For the Superintendent to allow the girl to paint religious symbols on her face would open up a situation in which any religious group would be allowed to come to class with their face painted during any religious observation. Which as the school official pointed out, would be disruptive to learning. The Pecenka’s case isn’t helped by the fact that the lore and traditions of Beltane don’t point to any widespread occasion of face-painting as an act of religious observance.
Now if the Superintendent is lying and other religious groups are allowed to paint their faces during religious festivals (other than Catholics with ash on their foreheads for Ash Wednesday), or if there was a general consensus amongst modern Pagans concerning painting your face on Beltane, then the case might be different. But as it stands the parents seem to have stepped over the boundaries of our religious rights at a secular school, and should either drop the matter or keep her home from school to finish her Beltane observances.
ADDENDUM: You can find an OBOD thread here in which the father discusses the case and why his daughter was wearing a pentacle on her face.
ADDENDUM II: Some fellow Pagan bloggers disagree with my assessment of the situation in the comments. Hecate says the school “needs to step back”, Cat Chapin-Bishop feels that schools need to make room for “individual spiritual experience”, and Sari doesn’t feel a pentacle painted on the cheek is disruptive to learning. So have I called this one wrong? I’ll leave it up to you to decide.
ADDENDUM III: An education student on the OBOD thread, citing the landmark Supreme Court case Tinker vs Des Moines Independent Community School District, says that the parents may indeed have a solid First Amendment case.

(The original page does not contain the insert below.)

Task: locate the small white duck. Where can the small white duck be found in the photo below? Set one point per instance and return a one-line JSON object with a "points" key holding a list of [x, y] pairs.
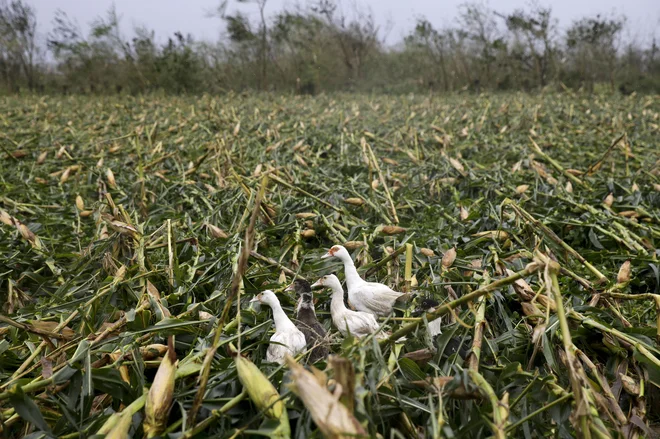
{"points": [[370, 297], [358, 324], [287, 338]]}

“…we just covered educational law on issues like these two weeks ago. Under Tinker law, a student cannot be reprimanded for an expression of free speech unless it explicitly detracts from the learning process (i.e. causes a big disturbance). They also must be warned first before action can be taken. The case at first only applied to dress, but later was upheld in the Supreme Court when students wore armbands in protest at one school. The pentagram on the face falls under free speech under the Tinker case. Since no other students complained, and it should not prevent the teacher from continuing her lesson, it doesn’t meet the disturbance criteria. I believe that, should you wish to pursue it, you have legitimate grounds for a lawsuit.”